You can format the date however you’d like. For more options in formatting the date (beyond YYYY-MM-DD) refer to this page: Moment.js cheatsheet

Thanks

Mark

Hi @freedman,

Hope you are doing well.

In fact, i have tested you solution of the extraction of the weekends from my calculated date and it worked when i have done this. But yesterday, i tried to excute the app again and i have discovered that calculations are no more correct and it didn’t took the weekends extract on consideration and i don’t know why.

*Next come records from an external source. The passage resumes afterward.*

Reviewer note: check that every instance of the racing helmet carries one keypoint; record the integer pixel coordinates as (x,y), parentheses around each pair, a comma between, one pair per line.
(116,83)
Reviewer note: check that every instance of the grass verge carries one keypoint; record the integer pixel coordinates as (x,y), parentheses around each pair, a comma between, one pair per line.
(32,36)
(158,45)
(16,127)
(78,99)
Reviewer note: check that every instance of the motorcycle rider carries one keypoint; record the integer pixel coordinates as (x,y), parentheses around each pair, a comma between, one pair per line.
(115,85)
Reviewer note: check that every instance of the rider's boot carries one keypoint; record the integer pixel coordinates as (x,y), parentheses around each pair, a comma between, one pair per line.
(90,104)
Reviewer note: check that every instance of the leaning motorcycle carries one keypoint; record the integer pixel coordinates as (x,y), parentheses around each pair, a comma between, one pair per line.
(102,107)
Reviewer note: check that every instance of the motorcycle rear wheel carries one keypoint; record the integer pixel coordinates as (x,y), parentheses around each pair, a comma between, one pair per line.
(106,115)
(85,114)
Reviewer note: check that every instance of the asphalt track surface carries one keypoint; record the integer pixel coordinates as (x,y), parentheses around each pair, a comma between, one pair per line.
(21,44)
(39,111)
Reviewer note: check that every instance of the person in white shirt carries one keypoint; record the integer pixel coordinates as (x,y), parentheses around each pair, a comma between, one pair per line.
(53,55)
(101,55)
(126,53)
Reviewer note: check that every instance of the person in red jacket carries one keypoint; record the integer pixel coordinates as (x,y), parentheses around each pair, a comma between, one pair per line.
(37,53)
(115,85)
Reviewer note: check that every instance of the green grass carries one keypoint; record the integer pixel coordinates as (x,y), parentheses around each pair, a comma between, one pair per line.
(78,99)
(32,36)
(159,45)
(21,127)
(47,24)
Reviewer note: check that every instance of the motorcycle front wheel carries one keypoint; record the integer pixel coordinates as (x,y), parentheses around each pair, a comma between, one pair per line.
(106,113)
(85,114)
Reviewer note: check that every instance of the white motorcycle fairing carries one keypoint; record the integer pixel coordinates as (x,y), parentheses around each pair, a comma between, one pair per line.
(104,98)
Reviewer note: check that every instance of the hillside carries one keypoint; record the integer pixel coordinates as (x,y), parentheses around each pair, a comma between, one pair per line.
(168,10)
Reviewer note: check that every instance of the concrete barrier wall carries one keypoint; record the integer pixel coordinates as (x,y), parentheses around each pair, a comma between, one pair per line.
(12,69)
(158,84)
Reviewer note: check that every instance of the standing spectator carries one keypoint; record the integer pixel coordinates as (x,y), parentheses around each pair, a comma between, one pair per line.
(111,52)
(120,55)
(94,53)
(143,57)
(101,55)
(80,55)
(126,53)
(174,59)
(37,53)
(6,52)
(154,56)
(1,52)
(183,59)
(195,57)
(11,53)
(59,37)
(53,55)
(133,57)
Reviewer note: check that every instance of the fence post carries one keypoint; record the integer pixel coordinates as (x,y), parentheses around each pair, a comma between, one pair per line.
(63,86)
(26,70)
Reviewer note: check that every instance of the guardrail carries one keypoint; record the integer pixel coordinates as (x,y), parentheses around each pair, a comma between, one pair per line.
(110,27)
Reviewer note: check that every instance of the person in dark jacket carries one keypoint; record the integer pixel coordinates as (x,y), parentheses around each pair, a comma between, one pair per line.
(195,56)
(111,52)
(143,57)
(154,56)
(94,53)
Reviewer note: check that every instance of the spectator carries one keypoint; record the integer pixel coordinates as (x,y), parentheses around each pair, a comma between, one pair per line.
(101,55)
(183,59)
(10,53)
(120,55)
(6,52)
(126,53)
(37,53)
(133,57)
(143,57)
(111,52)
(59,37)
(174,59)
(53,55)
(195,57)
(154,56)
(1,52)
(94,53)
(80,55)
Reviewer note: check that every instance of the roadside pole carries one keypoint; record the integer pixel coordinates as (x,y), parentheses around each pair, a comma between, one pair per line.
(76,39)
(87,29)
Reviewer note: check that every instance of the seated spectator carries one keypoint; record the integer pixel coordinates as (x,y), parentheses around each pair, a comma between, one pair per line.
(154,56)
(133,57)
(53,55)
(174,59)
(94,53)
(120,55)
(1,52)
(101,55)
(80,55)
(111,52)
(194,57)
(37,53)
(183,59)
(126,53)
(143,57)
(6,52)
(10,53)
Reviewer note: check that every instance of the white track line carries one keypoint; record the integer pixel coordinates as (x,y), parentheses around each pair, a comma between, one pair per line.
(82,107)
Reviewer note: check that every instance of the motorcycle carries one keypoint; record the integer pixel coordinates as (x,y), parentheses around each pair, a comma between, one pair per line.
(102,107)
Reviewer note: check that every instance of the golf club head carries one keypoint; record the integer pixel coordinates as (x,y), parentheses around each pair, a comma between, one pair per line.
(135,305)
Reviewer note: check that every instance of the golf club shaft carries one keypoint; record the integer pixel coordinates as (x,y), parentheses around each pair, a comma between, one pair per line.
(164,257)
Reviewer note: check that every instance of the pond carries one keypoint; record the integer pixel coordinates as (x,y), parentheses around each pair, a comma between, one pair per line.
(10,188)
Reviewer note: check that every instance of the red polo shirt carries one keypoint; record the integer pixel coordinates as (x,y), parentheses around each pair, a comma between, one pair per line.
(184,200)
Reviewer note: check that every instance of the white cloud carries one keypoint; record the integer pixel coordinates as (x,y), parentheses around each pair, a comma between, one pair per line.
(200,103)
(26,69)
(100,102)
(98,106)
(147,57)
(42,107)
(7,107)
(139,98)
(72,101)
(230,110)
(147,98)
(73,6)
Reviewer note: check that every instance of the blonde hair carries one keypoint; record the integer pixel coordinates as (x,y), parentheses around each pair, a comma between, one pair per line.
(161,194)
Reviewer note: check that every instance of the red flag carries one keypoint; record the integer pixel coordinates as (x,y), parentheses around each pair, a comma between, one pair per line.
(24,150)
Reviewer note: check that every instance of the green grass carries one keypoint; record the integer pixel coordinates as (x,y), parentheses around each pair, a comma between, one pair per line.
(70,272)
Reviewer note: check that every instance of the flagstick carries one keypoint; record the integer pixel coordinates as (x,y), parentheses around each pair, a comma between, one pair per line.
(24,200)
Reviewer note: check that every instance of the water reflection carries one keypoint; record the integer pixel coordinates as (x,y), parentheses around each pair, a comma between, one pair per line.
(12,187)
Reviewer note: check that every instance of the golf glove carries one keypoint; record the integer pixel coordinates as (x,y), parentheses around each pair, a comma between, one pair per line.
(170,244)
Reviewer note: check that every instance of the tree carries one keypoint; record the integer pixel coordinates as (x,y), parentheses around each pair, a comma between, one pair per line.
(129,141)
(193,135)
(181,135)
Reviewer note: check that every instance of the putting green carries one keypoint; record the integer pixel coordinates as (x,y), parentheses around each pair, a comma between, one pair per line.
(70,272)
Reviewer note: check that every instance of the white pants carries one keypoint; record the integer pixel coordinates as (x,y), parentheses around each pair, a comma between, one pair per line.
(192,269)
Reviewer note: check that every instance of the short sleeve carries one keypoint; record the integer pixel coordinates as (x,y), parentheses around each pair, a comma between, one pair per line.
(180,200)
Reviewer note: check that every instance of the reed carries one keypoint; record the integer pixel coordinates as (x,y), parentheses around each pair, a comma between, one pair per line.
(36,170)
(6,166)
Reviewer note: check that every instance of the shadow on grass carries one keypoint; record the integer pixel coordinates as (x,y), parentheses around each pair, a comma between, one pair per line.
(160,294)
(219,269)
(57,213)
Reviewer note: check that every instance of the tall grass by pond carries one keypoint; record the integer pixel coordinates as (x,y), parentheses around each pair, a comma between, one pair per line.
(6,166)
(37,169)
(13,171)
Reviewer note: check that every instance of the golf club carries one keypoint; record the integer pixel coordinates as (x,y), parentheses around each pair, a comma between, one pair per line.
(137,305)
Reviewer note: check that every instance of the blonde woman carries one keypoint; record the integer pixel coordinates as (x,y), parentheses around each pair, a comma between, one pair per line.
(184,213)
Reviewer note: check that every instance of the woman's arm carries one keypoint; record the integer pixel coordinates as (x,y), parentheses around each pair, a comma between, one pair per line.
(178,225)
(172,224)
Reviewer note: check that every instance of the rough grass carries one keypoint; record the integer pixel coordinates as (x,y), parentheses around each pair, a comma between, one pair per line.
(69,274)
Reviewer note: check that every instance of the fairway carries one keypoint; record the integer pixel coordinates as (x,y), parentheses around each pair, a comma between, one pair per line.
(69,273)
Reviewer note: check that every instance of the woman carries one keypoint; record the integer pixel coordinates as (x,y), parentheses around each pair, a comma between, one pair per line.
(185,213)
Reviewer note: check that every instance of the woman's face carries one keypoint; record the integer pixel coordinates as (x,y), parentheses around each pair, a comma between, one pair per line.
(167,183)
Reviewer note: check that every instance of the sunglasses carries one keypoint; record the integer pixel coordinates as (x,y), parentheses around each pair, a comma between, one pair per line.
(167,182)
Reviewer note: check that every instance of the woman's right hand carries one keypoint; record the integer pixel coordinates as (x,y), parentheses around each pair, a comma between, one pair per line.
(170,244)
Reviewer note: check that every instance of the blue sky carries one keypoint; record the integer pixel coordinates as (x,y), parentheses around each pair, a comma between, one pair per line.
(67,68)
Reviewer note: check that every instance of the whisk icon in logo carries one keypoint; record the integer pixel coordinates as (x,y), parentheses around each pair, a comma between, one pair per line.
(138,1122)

I saw that changing the time zone affect these calculations but even when i have choose the right timezone my date calculation is false.

Can you help with this please?

NB : Just to have an idea : for my case we don’t add days to the principal date but we substract days from that date so i think the fact that the two dates (old one and new one are not in the same week is the problem right?

thanks,

@FahdERM since this thread started we have added some new expressions into the editor which should help with troubleshooting and readability: subtract_time() and add_time()

It may make sense to rebuild the logic with these functions and then share what you’ve got.